Swan Lake and Nutcrackers
2010 was a year where much of our attention and anxiety were held captive by the oil spill in the Gulf of Mexico. It was a sobering reminder of our dependence on fuels that support our lifestyle, commerce, defense, and essentials to life today. Moratoriums on deep water drilling ensued followed by hearings and probes into why it happened and who we need to blame and subsequently seek a means of exacting some comforting justice. It’s been months since the topic has had front page coverage, almost forgotten much like the devastation and impacts of Katrina, the earthquakes in Haiti, China, and Chile.
Currently, the horrors precipitated by the earthquake and tsunami in Japan coupled with the political sea changes in the Middle East fill our front pages. In each of these cases, the parallel story on their impacts on our energy supply shares the spotlight. Events and actions that precipitate unpredictable instability are universally disturbing. We are not a species well wired for the unpredictable, much less so for the unthinkable. Our education is much about real or conjured patterns that explain the world and how it came to be as it is currently. The damage in Japan to the nuclear facilities is frightening and the consequences still very uncertain. They are not the result of irresponsible entities, commercial or governmental, but rather of our shared capacity to evaluate the unthinkable. Consequently, hordes of post mortem experts and pundits are ready to quickly make on the fly strategies about our energy future. The nuclear industry is at risk, sadly with a broad brush, and the media is all too happy to stoke the fires of panic.

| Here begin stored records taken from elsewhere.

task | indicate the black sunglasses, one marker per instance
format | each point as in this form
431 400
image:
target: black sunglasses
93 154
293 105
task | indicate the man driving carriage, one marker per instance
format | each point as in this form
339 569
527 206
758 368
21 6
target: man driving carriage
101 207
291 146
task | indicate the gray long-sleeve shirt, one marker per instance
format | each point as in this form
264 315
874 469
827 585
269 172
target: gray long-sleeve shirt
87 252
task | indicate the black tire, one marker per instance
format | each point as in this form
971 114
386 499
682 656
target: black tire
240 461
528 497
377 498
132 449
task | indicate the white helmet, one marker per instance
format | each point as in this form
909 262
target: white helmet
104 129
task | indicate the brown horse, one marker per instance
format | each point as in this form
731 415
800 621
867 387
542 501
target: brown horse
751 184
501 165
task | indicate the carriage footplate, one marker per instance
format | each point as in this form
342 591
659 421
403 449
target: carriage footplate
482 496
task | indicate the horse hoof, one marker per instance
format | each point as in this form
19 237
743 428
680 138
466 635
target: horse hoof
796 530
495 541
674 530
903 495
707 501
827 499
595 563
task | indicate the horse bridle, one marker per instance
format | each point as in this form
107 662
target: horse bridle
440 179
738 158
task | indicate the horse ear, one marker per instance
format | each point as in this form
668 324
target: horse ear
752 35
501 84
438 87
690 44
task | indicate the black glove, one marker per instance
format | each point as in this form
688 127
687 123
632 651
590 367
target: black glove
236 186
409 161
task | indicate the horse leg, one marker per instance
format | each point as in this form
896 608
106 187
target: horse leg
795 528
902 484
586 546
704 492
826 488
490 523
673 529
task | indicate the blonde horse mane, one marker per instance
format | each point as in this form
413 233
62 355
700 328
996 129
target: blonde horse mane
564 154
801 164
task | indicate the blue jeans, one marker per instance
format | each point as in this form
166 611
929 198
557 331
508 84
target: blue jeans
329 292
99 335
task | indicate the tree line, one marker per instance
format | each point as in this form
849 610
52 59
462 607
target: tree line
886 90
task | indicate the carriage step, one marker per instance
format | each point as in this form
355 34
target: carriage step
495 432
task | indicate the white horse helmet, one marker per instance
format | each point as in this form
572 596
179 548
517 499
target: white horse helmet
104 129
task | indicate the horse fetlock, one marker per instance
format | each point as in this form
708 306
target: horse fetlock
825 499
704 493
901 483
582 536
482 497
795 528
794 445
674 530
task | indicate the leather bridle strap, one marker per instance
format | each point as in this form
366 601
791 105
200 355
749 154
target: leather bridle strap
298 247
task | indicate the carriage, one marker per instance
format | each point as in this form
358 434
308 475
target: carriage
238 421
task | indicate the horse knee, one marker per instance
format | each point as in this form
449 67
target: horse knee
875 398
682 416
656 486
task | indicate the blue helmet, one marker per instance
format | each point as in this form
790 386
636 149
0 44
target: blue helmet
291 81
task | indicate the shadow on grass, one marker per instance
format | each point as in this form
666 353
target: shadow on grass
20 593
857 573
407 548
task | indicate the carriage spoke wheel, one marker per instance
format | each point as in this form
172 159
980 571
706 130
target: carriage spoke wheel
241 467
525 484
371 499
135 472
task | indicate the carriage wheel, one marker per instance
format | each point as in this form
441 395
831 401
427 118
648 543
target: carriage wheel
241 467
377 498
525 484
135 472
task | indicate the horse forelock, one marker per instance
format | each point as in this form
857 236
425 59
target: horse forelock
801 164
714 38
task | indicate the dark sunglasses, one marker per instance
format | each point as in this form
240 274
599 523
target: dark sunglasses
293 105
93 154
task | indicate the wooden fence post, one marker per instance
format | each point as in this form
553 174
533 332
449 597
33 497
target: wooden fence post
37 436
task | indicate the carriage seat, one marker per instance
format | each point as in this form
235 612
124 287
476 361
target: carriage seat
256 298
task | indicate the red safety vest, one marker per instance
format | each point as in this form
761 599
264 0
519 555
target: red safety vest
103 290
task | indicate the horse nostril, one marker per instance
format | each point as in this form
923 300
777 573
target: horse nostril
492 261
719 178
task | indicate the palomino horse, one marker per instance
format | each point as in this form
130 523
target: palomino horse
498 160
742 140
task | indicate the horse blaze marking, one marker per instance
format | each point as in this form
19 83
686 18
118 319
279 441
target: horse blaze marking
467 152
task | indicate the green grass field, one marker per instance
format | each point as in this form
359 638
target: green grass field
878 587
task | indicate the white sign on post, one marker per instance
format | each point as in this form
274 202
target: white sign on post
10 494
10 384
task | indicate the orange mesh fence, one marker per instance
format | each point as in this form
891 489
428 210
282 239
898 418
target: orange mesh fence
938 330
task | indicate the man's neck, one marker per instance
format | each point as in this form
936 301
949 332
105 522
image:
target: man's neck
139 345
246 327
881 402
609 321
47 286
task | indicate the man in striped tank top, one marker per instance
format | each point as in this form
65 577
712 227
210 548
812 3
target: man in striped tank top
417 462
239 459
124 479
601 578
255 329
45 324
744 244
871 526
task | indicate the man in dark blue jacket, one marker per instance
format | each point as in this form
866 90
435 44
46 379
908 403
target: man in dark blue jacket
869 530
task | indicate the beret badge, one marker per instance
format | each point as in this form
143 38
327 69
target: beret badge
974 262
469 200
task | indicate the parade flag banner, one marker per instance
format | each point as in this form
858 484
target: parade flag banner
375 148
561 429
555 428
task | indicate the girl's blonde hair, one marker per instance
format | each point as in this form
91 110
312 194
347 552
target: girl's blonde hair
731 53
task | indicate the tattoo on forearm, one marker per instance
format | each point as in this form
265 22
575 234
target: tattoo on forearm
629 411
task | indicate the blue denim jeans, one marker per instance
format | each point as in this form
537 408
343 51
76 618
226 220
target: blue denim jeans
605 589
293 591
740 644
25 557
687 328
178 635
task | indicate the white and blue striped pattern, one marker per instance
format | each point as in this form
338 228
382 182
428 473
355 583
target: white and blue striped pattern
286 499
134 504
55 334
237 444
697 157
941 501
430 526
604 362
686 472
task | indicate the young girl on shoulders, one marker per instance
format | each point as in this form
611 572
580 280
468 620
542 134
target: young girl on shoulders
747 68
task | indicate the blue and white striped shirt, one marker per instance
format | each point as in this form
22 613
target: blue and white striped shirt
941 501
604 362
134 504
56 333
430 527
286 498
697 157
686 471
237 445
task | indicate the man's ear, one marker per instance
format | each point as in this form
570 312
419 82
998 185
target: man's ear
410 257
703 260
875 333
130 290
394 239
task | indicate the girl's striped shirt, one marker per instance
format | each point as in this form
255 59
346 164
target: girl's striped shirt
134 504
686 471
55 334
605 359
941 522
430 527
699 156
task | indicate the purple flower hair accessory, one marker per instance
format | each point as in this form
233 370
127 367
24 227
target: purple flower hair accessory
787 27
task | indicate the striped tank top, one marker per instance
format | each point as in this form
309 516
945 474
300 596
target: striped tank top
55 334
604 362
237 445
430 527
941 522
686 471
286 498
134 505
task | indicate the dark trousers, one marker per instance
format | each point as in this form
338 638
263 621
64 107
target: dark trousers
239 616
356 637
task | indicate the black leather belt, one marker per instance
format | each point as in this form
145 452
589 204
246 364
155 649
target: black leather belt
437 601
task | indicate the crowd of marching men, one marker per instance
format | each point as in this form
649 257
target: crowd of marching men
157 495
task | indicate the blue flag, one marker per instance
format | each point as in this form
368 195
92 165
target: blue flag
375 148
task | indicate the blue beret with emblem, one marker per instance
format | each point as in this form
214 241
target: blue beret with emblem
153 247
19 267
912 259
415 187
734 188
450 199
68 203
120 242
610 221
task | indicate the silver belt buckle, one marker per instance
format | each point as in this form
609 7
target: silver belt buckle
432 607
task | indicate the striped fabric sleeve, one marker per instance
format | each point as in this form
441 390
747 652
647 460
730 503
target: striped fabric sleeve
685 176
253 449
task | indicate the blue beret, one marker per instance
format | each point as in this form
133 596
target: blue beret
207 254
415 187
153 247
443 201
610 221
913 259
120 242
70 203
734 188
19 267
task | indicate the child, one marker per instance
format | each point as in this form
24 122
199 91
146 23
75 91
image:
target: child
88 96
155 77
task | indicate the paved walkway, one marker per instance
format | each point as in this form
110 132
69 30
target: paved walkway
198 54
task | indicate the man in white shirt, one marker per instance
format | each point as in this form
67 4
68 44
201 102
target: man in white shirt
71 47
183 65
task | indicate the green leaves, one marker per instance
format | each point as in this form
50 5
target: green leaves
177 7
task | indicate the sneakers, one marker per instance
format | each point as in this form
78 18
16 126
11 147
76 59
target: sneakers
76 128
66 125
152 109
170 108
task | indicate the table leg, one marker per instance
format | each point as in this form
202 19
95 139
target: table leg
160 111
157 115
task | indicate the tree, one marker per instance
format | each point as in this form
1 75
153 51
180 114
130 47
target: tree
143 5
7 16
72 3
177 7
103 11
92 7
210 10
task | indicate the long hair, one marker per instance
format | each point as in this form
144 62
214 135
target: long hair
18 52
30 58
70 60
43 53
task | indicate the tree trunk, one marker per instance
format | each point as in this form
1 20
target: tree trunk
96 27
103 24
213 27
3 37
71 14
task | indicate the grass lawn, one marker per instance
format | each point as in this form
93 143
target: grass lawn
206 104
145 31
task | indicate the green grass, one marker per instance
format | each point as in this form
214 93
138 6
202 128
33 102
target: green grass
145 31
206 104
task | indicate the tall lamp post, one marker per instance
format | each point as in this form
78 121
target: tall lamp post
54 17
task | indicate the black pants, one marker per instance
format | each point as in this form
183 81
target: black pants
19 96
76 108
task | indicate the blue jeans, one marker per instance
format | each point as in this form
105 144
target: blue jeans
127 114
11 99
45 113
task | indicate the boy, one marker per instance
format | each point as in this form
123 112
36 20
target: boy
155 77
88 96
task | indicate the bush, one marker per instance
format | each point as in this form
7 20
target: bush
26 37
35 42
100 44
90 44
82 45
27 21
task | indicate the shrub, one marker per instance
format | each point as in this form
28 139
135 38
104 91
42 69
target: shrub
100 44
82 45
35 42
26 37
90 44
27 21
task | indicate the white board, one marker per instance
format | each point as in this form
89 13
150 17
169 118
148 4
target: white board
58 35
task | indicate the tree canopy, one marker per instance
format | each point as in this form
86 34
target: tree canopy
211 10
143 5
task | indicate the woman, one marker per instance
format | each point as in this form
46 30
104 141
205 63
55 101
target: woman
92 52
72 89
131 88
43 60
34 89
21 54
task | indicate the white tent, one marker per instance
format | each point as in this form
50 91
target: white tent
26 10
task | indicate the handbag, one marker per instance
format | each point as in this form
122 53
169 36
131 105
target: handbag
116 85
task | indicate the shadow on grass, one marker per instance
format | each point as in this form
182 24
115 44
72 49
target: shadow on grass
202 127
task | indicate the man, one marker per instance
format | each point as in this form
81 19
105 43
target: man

I believe the fundamental issue remains unchanged. It is not about energy, or earthquakes, tsunamis, or accidents, or financial meltdowns. It is about our inadequate capacity to evaluate the unthinkable. Poor decisions are likely to follow, those borne in the heat of fear and politics. Some will want all the answers to questions that respond to the thinkable and consume valuable time and minds needed for the exploring of the unthinkable.
It’s time to reread “The Black Swan” by Nassim Nicholas Taleb (http://www.amazon.com/Black-Swan-Impact-Highly-Improbable/dp/1400063515).
While these frightening events are globe rattling and cascade to us all, similar issues may well be alive within our organizations, enterprises, and businesses.
• What is the process through which we evaluate important decisions?
• Do our plans follow well established patterns of business rules that we believe to be stable and reliable?
• Who addresses the unthinkable?
• How many high impact surprises have we observed in the last three years?
It’s something to think about. Thoughts?